E-ISBN: 978-85-8122-584-5

Outros escritos traz ao público diversos escritos inéditos de Clarice Lispector. Mas, desta vez, eles não se encontram assinados pela escritora consagrada, mas pela escritora iniciante, pela jornalista, pela estudante de direito, pela colunista feminina, pela dramaturga, pela mãe, pela conferencista e ensaísta Clarice Lispector.

Clarice Lispector sempre reconheceu o fragmento, a anotação dispersa, o ‘fundo de gaveta’ como parte essencial e indissociável de sua produção literária. Era a partir de seus apontamentos, num primeiro momento desconexos, que ela costumava extrair posteriormente uma unidade, transformando-os numa obra pronta e acabada. Organizado por Lícia Manzo e Teresa Montero, Outros escritos obedece esse mesmo critério ao agrupar cada uma dessas ‘clarices’ dispersas e fragmentadas, e observar uma unidade conectando-as umas às outras. Cada escrito de Clarice parece marcado pelo mesmo olhar sensível, singular e feroz da mulher e criadora que, tantas vezes sozinha, caminhou à frente de seu tempo.
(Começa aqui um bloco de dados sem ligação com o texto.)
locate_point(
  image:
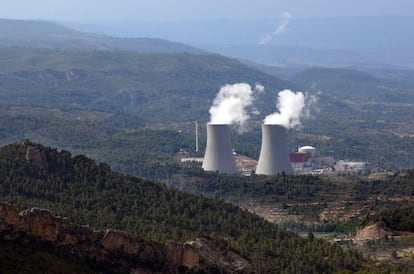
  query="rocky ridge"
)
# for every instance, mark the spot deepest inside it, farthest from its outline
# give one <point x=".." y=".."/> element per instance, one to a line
<point x="119" y="249"/>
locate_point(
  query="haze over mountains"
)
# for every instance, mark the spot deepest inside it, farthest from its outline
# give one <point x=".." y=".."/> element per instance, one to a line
<point x="333" y="41"/>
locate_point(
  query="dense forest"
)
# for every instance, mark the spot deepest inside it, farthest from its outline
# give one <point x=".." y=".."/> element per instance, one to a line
<point x="90" y="193"/>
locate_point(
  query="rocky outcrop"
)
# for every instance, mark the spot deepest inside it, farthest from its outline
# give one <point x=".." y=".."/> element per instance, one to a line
<point x="372" y="232"/>
<point x="118" y="247"/>
<point x="113" y="246"/>
<point x="212" y="257"/>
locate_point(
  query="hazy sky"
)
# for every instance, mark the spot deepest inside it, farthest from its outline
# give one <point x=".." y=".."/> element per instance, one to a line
<point x="175" y="10"/>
Em Clarice escritora, o leitor encontra quatro contos produzidos pela autora entre 1940 e 1941: Eu e JimmyTrechoCartas a Hemengardo e O triunfo, sendo este o primeiro texto de Clarice a ter sido publicado, num pequeno periódico da época. A habilidade da autora como profissional de imprensa é visível em Clarice jornalista. Neste capítulo, são apresentadas duas reportagens assinadas por ela em 1941, ambas sobre crianças carentes. E, em Clarice estudante, são trazidos à luz dois artigos publicados numa revista editada por universitários, em 1941, quando Clarice ainda era estudante de direito: Observações sobre o direito de punir e Deve a mulher trabalhar?.

Em Clarice dramaturga, o leitor encontra a íntegra de A pecadora queimada e os Anjos harmoniosos, único texto teatral escrito pela autora, em 1948. E, em Clarice mãeé possível conhecer o caderno de anotações que a autora manteve com os filhos. Intitulado Conversas com P., o caderno registrava os mais interessantes diálogos travados com seus dois filhos pequenos, Pedro e Paulo, na década de 1950. Pela primeira vez, o público tem acesso ao conteúdo integral dessas anotações.

Em Clarice colunista feminina, a autora se baseia num ensaio de Virginia Woolf para falar dos obstáculos que as mulheres enfrentavam na época – 1952 – para se desenvolverem intelectualmente. Com o título A irmã de Shakespeare, o texto foi publicado originalmente na coluna feminina que Clarice assinava com o pseudônimo Teresa Quadros, no tablóide O comício, precursor da imprensa alternativa no Brasil.

No capítulo Clarice ensaísta, é possível ler a íntegra de Literatura de vanguarda no Brasil, trabalho que Clarice apresentou pela primeira vez em 1963, no XI Congresso Bienal do Instituto Internacional de Literatura Ibero-Americana, na Universidade do Texas. A palestra fez muito sucesso no meio acadêmico americano, a ponto de a autora adotar seu texto original como uma espécie de pronunciamento oficial, exposto por ela em vários outros eventos similares. Era uma carta que Clarice fazia questão de ter sempre na manga, tanto que jamais permitiu sua publicação, para manter a aura de ineditismo do trabalho quando fosse lê-lo nas conferências para as quais era convidada. No texto, ela ilustra suas idéias com poemas de Mário de Andrade, João Cabral de Melo Neto, Manuel Bandeira e Carlos Drummond de Andrade.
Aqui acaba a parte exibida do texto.